Bottins proustiens, Michel Erman
Bottins proustiens, septembre 2016, 240 pages, 7,10 €
Ecrivain(s): Michel Erman Edition: La Table Ronde - La Petite Vermillon
Deux dictionnaires – celui des personnages, celui des lieux – composent cet essai, écrit par un spécialiste proustien, de l’Université de Bourgogne. Comme le rappelle avec sagacité Erman, la Recherche, selon Georges Poulet, « s’affirme comme une recherche, non seulement du temps, mais de l’espace perdu » (p.132).
Le catalogue des personnages proustiens tient, il est vrai, du bottin. Aux principaux s’ajoutent tous les seconds couteaux d’un univers aristocratique et bourgeois. Albertine, la mère, Charlus, la Verdurin, Swann, Saint-Loup, Morel, Gilberte, la duchesse de Guermantes, Françoise, occupent avec la tante Léonie et Odette de Crécy le premier plan d’une œuvre de trois mille pages, qui fourmille de personnages, parfois très secondaires. C’est la richesse de la Recherche que d’offrir un tel tableau d’époque. Proust réussit par le dialogue à individualiser chaque être et le langage révèle caste et appartenance. Les comtes, les marquis abondent, puisque le Côté de Guermantes – celui du Faubourg Saint-Germain – est le fief des anciennes aristocraties, qui logent encore dans des hôtels particuliers (aussi peut-on lire Rohan ou Noailles ou Grammont sous les patronymes proustiens inventés, quoique Guermantes soit une municipalité bien réelle d’Ile de France).

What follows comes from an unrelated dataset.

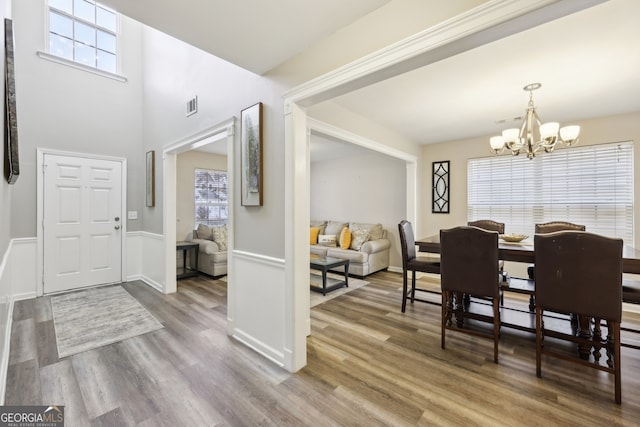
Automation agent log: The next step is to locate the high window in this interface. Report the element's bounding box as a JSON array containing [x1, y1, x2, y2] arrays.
[[49, 0, 118, 73], [194, 169, 229, 228], [467, 142, 634, 245]]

On le sait, les lieux abondent dans cette intrigue vertigineuse, qui nous mène de Cabourg (Balbec dans le roman) à Venise, en passant par Combray et le cœur de Paris. Villes et villages partagent l’intérêt de l’auteur, qui veille, comme pour ses personnages, à décrire longuement les décors : Combray, à ce propos, brille de tous les feux de la province : l’église, la demeure de la tante Léonie, la Vivonne enchanteresse, autant de lieux que de nombreuses pages font vivre comme des lieux réels. Une massive francité les accompagne et les recherches étymologiques du curé de Combray ajoutent à l’intérêt du lecteur pour l’origine de tout ce qui touche au village de Combray.
Erman n’a pas son pareil pour dégoter la moindre description du plus petit décor : il suffit de se reporter à celle de la cuisine de Françoise, qui y règne en maîtresse. Les chambres, bien sûr, comme des « monades isolées », tissent un univers intimiste où le narrateur a tout loisir d’échafauder, pour lui et les lecteurs, d’obscures déambulations dans sa conscience même.
Un travail de bénédictin, qui apportera au lecteur de Proust d’utiles renseignements à propos de la géographie proustienne et de ses nombreux personnages.